Qiagen (QGEN 1.62%), the molecular testing and lab supply company, started the year off with growth at the low end of its yearly guidance, although the first-quarter sales number was in line with where management expected to start the year.

Qiagen results: The raw numbers

Metric

Q1 2018

Q1 2017

Year-Over-Year Change

Revenue

$343.6 million

$307.7 million

12%

Income from operations

$47.9 million

$23.8 million

102%

Earnings per share

$0.14

$0.08

75%

Data source: Qiagen.

What happened with Qiagen this quarter?

  • Revenue growth benefited from changes in currency rates; looking at constant exchange rates, revenue was up 6%, which was at the high end of management's first-quarter guidance for year-over-year growth of 5% to 6%.
  • Molecular diagnostics, which accounts for about half of the company's revenue, produced sales growth of 9% at constant exchange rates, boosted by the QuantiFERON-TB test, which grew by double digits at constant exchange rates. Increased sales of personalized healthcare and infectious disease testing products also helped boost the segment.
  • While much smaller, the pharma segment grew 8% year over year at constant exchange rates, while academia and applied testing were the laggards at 3% and flat growth, respectively.
  • The company launched QIAstat-Dx in Europe after announcing the acquisition of STAT-Dx a few months ago. The syndromic testing unit allows for the measurement of multiple markers, which can more quickly and accurately diagnose infections. The new machine isn't expected to produce meaningful sales until the second half of the year.
  • Qiagen partnered with Natera to jointly develop cell-free DNA-based genetic tests for Qiagen's next-generation sequencing machine, the GeneReader, which should further boost its potential usefulness in diagnostic labs.
QIAsymphony testing machine

Image source: Qiagen.

What management had to say

As with any quarter, it's important to keep an eye on placements of the QIAsymphony machine, which runs a multitude of tests, because those tests result in recurring revenue, quarter after quarter. CEO Peer Schatz said the company is in good shape on that front:

We also saw a robust growth in placements of our flagship QIAsymphony automation platform even in light of 2017 having been the strongest year ever in terms of annual placements. We are on track to achieve our goal for more than 2,300 cumulative placements at the end of this year.

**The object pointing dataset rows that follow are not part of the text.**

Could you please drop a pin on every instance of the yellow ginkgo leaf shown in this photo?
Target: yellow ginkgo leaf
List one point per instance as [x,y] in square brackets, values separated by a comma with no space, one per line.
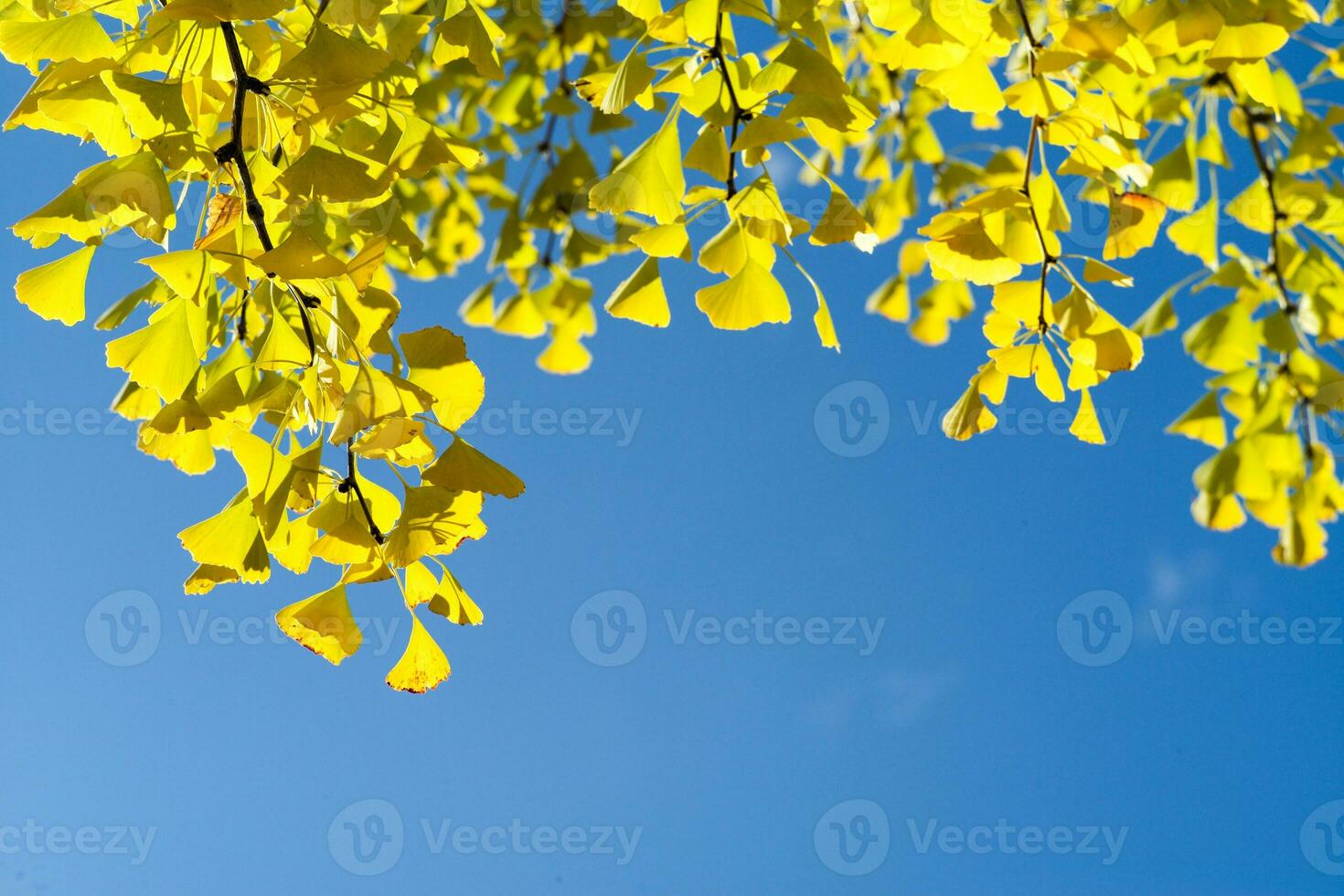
[641,297]
[422,667]
[463,468]
[969,86]
[1086,427]
[56,291]
[1203,422]
[269,478]
[843,223]
[434,520]
[325,624]
[437,363]
[649,182]
[300,257]
[230,539]
[1031,361]
[752,297]
[891,300]
[120,192]
[165,354]
[1197,234]
[223,10]
[1135,220]
[453,603]
[1244,43]
[565,355]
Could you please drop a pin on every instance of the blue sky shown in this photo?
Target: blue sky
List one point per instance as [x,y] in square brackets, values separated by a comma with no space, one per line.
[820,664]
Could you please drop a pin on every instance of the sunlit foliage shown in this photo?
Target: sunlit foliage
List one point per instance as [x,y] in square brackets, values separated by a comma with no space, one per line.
[329,148]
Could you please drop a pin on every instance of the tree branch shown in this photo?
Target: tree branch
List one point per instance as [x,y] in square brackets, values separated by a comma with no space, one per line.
[352,485]
[738,116]
[233,152]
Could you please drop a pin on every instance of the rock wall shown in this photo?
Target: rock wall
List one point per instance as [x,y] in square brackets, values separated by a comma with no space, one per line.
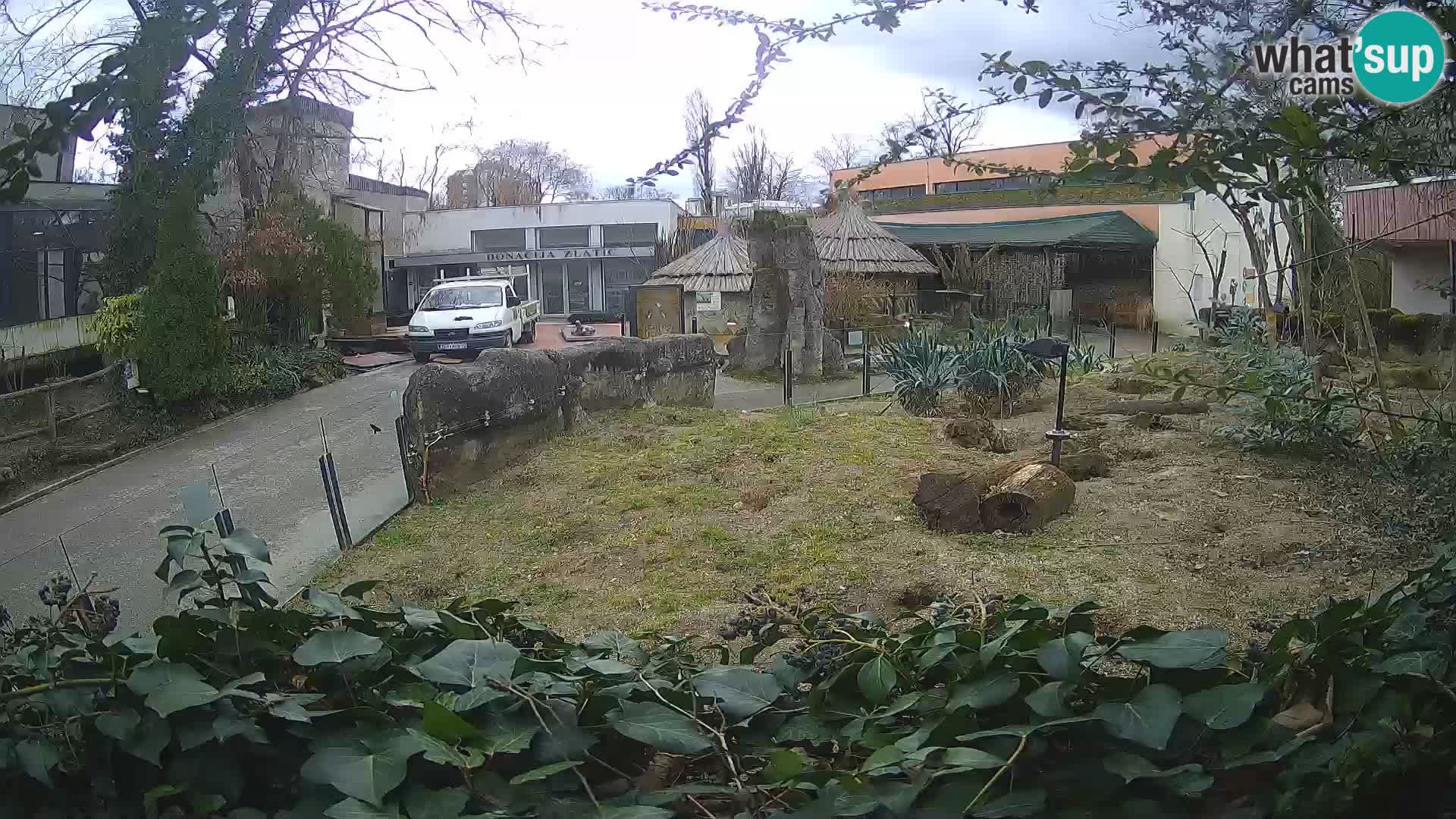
[465,422]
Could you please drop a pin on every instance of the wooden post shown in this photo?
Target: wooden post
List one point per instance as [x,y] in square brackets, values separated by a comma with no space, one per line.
[50,413]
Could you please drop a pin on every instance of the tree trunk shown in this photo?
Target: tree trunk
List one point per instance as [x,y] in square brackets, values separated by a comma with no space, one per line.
[1027,499]
[786,299]
[1155,407]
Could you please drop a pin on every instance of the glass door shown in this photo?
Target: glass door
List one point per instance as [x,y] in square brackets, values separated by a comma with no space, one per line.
[554,297]
[579,286]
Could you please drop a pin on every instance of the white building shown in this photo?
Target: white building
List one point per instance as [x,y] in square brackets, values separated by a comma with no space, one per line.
[573,257]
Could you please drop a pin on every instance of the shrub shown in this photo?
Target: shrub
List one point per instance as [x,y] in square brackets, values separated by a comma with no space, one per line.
[924,368]
[290,261]
[983,707]
[118,325]
[182,344]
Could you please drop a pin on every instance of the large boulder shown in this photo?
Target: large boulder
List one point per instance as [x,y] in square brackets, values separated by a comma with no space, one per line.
[463,422]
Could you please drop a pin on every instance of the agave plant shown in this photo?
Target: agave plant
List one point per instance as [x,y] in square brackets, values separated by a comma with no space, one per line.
[924,366]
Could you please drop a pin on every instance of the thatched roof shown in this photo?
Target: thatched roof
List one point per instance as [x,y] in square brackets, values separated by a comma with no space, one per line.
[849,242]
[721,264]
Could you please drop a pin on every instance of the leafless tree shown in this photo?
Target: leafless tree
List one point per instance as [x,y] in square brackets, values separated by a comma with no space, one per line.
[756,172]
[937,129]
[634,193]
[698,121]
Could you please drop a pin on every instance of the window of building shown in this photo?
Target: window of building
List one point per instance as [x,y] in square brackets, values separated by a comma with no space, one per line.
[618,276]
[893,194]
[495,241]
[995,184]
[548,238]
[50,267]
[628,235]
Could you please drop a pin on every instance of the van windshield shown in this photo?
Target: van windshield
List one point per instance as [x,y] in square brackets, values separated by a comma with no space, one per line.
[462,297]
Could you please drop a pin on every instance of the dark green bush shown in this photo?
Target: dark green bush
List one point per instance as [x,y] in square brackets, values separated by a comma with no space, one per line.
[984,707]
[182,343]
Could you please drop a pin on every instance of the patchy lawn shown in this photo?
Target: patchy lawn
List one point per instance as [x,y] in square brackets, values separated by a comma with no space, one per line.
[654,519]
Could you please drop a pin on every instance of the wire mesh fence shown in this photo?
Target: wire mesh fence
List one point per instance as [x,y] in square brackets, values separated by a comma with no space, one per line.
[273,487]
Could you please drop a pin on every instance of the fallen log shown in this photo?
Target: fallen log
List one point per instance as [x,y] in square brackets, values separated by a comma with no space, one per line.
[1155,407]
[1027,499]
[951,502]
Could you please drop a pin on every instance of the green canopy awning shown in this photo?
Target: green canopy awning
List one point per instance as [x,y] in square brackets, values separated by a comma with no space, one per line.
[1110,231]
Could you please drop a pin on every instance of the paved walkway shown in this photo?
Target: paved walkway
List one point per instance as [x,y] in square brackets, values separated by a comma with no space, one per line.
[267,468]
[265,464]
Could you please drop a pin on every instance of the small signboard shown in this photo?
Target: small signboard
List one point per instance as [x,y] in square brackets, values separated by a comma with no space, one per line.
[710,300]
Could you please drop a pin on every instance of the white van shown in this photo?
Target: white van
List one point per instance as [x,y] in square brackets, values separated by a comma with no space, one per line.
[466,315]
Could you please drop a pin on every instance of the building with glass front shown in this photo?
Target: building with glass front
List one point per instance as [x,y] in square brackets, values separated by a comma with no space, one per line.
[573,257]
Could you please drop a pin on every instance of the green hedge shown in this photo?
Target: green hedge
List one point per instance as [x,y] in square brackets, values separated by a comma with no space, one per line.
[363,707]
[1066,194]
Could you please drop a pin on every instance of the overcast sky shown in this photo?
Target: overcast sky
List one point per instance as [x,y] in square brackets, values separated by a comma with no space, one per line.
[612,93]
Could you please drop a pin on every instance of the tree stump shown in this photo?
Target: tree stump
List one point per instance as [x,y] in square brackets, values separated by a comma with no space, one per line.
[1027,499]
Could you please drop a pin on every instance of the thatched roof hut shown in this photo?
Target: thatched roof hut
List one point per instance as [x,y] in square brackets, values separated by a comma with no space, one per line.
[721,264]
[849,242]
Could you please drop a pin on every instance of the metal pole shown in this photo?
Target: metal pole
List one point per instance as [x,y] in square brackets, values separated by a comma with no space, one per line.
[338,499]
[328,497]
[788,376]
[403,457]
[1059,435]
[864,366]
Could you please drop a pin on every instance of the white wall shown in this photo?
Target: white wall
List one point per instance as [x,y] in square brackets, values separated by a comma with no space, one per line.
[449,231]
[1178,261]
[1417,270]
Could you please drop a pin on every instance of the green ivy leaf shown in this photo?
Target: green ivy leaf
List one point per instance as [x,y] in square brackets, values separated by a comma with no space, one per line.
[542,773]
[783,764]
[877,679]
[1050,700]
[1223,707]
[984,692]
[444,723]
[471,664]
[356,809]
[118,725]
[1015,803]
[658,726]
[634,812]
[1147,720]
[446,803]
[1419,664]
[1200,649]
[507,733]
[740,692]
[357,770]
[1062,657]
[438,751]
[335,646]
[36,758]
[970,758]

Schatz is quite excited about the potential for the QIAstat-Dx and its ease of adoption:

What makes QIAstat-Dx unique is that, such a complex workflow has been integrated into a completely self-contained cartridge, even including a sample loading bay. This makes the operation of this system very safe and simple with hands-on time of less than one minute. In fact, lab technicians can be trained to use QIAstat-Dx in probably less than 20 minutes.

Looking forward

Management reaffirmed its 2018 guidance for sales growth in the 6% to 7% range and adjusted earnings of about $1.31 to 1.33 per share, both at constant exchange rates.

As it was this quarter, the second-quarter sales growth will be a little below the expected 2018 average in the 5% to 6% range at constant exchange rates, while adjusted earnings are expected to be $0.31 to $0.32 per share, again at constant exchange rates. To meet its annualized goal, Qiagen will need to accelerate in the second half of the year; fortunately it has the QIAstat-Dx launch to help get it there.